I am covering this event on Friday, but it appears the tickets may be already 100% gone. Go immediately to the Festival website and scoop up any sessions that may still be available. If tickets are sold out, and you can’t bribe or beg a friend to part with one, then mark your calendar to try earlier next year (it’s on MLK weekend, as always).
I spoke with Donna Purmono, president of the Festival, asking what makes this event so special and wildly popular. It started 5 years ago with a dream of her husband Yono to recognize that the Albany arts and restaurant scene is every bit as vibrant as Boston, Manhattan or Toronto. Good friends pitched in with the idea they’d raise a few dollars with a food event and donate it to a local arts organization. $39K later an institution had been established.
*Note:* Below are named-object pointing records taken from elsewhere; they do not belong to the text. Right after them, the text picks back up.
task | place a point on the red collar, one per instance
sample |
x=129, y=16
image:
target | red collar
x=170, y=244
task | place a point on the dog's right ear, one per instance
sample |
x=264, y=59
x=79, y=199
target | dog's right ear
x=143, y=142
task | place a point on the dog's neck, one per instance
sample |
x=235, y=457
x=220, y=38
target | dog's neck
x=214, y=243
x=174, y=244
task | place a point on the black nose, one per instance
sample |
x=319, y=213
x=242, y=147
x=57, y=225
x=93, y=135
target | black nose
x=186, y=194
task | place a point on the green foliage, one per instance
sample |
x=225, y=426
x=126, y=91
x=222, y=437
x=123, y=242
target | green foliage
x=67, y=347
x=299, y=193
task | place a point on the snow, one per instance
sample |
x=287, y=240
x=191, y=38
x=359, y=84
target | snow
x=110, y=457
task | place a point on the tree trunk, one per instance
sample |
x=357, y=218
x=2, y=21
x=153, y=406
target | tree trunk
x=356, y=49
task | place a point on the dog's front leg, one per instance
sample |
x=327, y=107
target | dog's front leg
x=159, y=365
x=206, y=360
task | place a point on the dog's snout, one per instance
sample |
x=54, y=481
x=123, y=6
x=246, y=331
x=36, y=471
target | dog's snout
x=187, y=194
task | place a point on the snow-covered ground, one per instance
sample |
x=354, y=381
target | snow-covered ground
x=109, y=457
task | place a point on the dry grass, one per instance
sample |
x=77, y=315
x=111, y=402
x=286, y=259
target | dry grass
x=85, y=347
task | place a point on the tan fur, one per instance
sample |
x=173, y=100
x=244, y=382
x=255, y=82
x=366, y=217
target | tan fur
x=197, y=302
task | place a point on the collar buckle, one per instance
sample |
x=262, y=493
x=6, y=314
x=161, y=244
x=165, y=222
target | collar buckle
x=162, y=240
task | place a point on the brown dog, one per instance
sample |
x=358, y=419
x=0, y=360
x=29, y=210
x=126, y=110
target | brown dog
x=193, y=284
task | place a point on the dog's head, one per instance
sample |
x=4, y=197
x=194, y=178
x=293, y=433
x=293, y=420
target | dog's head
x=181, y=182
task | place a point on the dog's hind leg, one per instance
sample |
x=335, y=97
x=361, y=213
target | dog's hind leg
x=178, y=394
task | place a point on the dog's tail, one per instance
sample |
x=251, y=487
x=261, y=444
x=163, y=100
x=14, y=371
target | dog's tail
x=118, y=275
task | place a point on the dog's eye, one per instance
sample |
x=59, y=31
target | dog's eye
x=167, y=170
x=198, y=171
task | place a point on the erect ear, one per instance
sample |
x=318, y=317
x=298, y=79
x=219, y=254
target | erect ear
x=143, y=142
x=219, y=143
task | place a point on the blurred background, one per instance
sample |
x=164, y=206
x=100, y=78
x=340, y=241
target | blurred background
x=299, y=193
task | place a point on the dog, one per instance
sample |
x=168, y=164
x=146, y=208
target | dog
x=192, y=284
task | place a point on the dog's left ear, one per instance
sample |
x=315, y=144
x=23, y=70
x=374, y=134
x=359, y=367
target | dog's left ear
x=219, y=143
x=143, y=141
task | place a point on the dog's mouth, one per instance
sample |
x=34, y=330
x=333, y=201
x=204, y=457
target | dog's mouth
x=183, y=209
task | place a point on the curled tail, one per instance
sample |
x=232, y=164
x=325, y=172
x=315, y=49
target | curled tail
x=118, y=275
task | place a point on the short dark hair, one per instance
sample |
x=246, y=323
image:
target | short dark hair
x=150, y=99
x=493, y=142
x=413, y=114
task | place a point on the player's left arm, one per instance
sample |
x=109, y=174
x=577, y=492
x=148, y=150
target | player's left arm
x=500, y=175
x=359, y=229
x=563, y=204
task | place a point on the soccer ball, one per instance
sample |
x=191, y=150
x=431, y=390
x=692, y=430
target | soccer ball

The founders and supporters (too numerous to name here, but I’ll talk about them in a longer article before the 2015 event) worked from the principle that “there is no more parsimonious group than ours,” according to Donna. Participants donate their time, food, serving setups and the space itself (while the main events are at the Albany Hilton, it’s expanded to other facilities for some sessions) so every dollar raised—nearly $300K through the first four years—can go to the arts organizations it supports.
This also means that attendees are guaranteed a quality experience with the tastings capped at 850 tickets and the chefs asked to prepare 900 servings (which is far more than adequate since no way you are going to make it around to every station). “We don’t want to turn away dollars that could go to the arts,” says Donna, “but we also don’t want you to be an arm thrusting through other arms with your wineglass at the end of it, and no conversation with the chef. We want you to have a great experience so you’ll come back next year and bring five friends.”
That means extremely attractive pricing (the $60 price for the grand tasting is all-inclusive and includes wine/beer and all seminars and judgings that happen during your session). The event is chef-driven and chefs have free rein in presenting dishes that showcase their talents and that of their institutions. There are 70 total, including six “Rising Star” chefs who were selected through a competition managed by the Albany Times-Union’s Steve Barnes.
I will be attending the Grand Tasting on Friday and will report back on the experience. But if you’re interested, don’t wait. Grab those tickets and Wine & Dine for the Arts.